“…It is deeply to be deplored that the people should continue to stream into the already over-crowded cities, and should thus further deplete the country districts…” Ebenezer Howard, ‘Garden Cities of Tomorrow’, 1902


Born in Chesterfield to a bank manager father, Richard Barry Parker trained at T.C. Simmonds Atelier of Art in Derby and the studio of George Faukner Armitage in Altrincham. In 1891, he joined his father in Buxton and designed three large houses in the town for him. Parker’s early career is defined by his partnership, from 1896, with his close friend, half-cousin and half brother-in-law, Raymond Unwin.
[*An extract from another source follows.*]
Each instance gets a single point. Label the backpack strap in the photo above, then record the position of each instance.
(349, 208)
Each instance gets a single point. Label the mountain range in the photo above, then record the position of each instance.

Unwin would work on the more practical side of things while Parker on the more creative, including the design if fixtures and fittings, as well as being an accomplished artists. Their first major commission was the design of a model industrial village, New Earswick, near York, for Joseph & Seebohm Rowntree – a scheme that proved to be a useful architectural testbed for their work on Garden Cities and Suburbs. Park and Unwin’s successful master plan for Letchwroth Garden City thrust them into the limelight.

In 1906, Unwin left Letchworth to work on Hampstead Garden Suburb. Barry Parker remained in Letchworth becoming the sole consulting architect to First Garden City Ltd.